The Federal Circuit didn’t want to resolve the entire antisuit motion but leave the second and third antisuit injunction factors to the district court to determine. But at least it wanted to resolve the first factor, dispositiveness, and to get there, it interpreted the ETSI FRAND pledge in the sense of a FRAND offer being an indispensable prerequisite to the pursuit of an injunction.
The decision notes that an appeals court can opine beyond the questions addressed in the appealed decision. But reasonable people can disagree on whether it was appropriate in this case, considering that the ETSI FRAND pledge must be interpreted under French law, which is actually a matter of fact (and not law) in the U.S., therefore normally requiring expert testimony on French contract law. All that the Federal Circuit relies upon are other interpretations by non-French courts (such as the UK Supreme Court) of the ETSI FRAND pledge.
The combination of lowering the dispositiveness bar (thereby potentially enabling more and more U.S. antisuit injunctions, even if not necessarily here) and interpreting a French contract without expert testimony on French law suggests that the decision makers had no qualms over comity (i.e., how their colleagues in other jurisdictions, here particularly Brazil, Colombia and France, would view their approach).
Comity will, however, be a big issue on remand. But that is only the third step, and the district court may not even get there next time. The second step gives Lenovo several options, but at least one of the following criteria would have to be met:
“(1) [The foreign actions] frustrate a policy of the forum issuing the [antisuit]
injunction; (2) be vexatious or oppressive; (3) threaten the issuing court’s in rem or quasi in rem jurisdiction; or (4) where the proceedings prejudice other equitable consideration[s].”

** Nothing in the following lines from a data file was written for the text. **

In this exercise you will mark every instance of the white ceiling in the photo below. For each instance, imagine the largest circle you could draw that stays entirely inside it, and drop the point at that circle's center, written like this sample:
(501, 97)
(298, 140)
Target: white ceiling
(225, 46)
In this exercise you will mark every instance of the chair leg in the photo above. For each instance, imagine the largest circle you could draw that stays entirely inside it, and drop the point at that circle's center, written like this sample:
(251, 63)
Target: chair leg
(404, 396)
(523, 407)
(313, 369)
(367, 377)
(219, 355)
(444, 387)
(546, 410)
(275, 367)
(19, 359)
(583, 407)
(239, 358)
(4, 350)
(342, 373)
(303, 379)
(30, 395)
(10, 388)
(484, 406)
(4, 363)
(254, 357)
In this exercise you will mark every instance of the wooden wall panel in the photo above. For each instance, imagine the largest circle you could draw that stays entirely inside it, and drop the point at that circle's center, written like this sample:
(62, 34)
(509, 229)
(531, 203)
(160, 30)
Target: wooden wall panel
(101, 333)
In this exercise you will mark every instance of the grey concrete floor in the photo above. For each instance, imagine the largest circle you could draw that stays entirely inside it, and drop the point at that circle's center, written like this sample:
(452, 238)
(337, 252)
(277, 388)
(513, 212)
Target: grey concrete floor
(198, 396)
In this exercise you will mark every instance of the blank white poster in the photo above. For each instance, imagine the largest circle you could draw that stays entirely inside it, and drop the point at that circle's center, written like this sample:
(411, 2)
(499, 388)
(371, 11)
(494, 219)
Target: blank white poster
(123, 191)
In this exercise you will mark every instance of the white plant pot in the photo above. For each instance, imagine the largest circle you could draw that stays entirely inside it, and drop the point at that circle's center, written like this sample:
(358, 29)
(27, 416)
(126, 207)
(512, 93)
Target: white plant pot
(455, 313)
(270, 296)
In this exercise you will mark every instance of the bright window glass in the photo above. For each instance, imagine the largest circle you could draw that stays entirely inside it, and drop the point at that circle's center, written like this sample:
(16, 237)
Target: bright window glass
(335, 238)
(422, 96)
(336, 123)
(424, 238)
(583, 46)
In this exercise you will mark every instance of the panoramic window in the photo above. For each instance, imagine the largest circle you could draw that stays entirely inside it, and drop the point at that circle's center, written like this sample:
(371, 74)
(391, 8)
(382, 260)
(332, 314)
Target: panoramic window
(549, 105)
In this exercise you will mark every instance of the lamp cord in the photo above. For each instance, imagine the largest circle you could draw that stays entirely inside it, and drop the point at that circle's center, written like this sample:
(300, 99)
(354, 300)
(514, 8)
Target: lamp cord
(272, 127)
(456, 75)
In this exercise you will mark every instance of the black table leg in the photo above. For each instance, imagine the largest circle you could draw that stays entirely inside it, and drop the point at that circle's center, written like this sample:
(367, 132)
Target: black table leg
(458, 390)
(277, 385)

Lenovo wanted to avoid this, and argued that the sky was falling, so they needed an antisuit injunction right here and now. It’s not necessarily going to happen, and even if it did, it wouldn’t happen too fast. There are situations where an appeals court vacates and remands, but with instructions that make it easier for the appellant to win. That is not the case in Ericsson v. Lenovo. The second and third steps of the antisuit injunction framework are not impacted by what was decided today, other than that the district court, in the Federal Circuit’s opinion, took an impermissible shortcut by throwing out the antisuit injunction motion just for what it considered a lack of dispositiveness (of the U.S. case with respect to the Brazilian and Colombian cases).